Okay, I’m done laughing (and weeping).
The notion that “society has your back” and the individual is a passive cog that rises and falls only at society’s whim is philosophically so infantile that I genuinely feel ashamed for Obama. If he really believes this, if he thinks that his “revelation” has actually contributed to intelligent discourse in this country, then he is not qualified to lead a potty detail, let alone a democratic nation, and he must be got rid of as rapidly as possible.
Of course there is a complex interplay between an individual and society. This has been so axiomatic from the most ancient of times that I have never read or heard anyone of any consequence deny it. You might say that society is like water in which the individual swims; the degree to which he is mindful, the rate at which he flaps his fins productively (all gifts imparted by parents, teachers and other individuals) and the way he manages to avoid shoals and sharks are rough measures of his progress.
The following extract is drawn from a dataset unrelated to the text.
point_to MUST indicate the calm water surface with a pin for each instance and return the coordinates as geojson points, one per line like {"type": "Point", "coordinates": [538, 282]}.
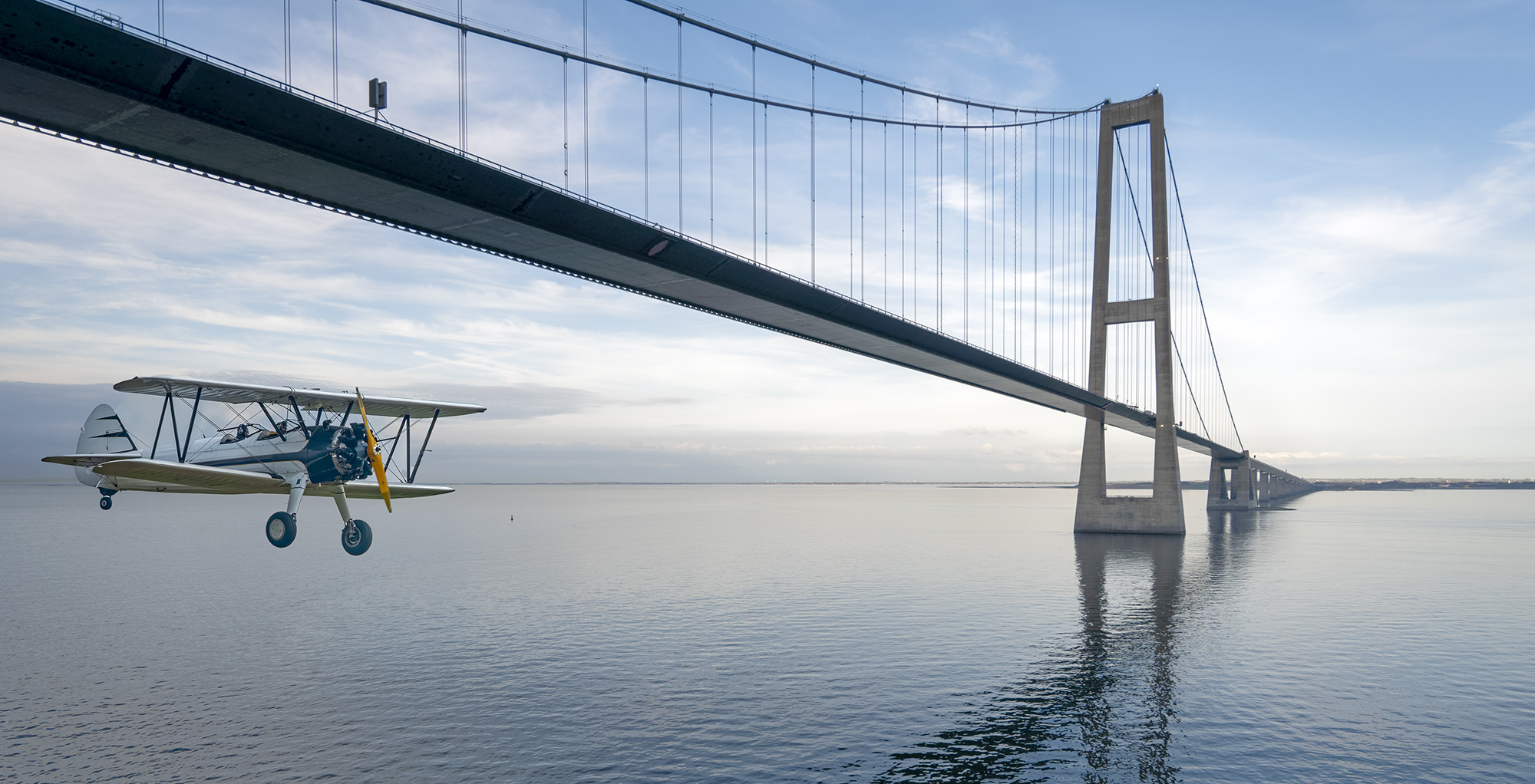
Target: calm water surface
{"type": "Point", "coordinates": [754, 634]}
But there are unforeseen circumstances in which the individual falls prey to the shoals and sharks. In any mature view of society, this is understood and accepted. No one has total control over circumstances, and the best effort is sometimes cruelly thwarted. Imagine, for instance, an Olympic runner who is trying to cross the street when a nearby car runs over a nail, blows a front tire, goes out of control and takes off the athlete’s legs. Imagine an entrepreneur with a great idea who invests everything into making the idea a reality, only to find out that someone in another country had done it two weeks before.
Essential Point No. 1. Individual ideas, individual creativity, individual effort and individual expertise in the face of all obstacles remain the sine qua non of success. The political, economic and social system in which such success is possible (but not guaranteed) is known as democracy, whose economic component is known as capitalism.
Unless, of course, someone starts pouring Portland cement into the water in which the individual is swimming. Then, of course, the individual has very few concrete options, and only the all-powerful hand that wields the bag with the cement can help. Which leads us to…
Essential Point No. 2. If you create a society in which the individual can barely move, you get individual helplessness and dependence on the all-powerful hand that pours in the cement (rules, regulations, ukases) to thicken the water in which the individual swims. Except, of course, for the lucky, loyal few who get to do the pouring and who are then free to enjoy the unearned privileges of absolute rule over masses of the helpless.
And this is what Barack Obama is seeking for us – and for himself and a lucky few of his backers.
And, as the laboratory called Earth has demonstrated to us time and time again over that past hundred years or so, this is the true face of socialism.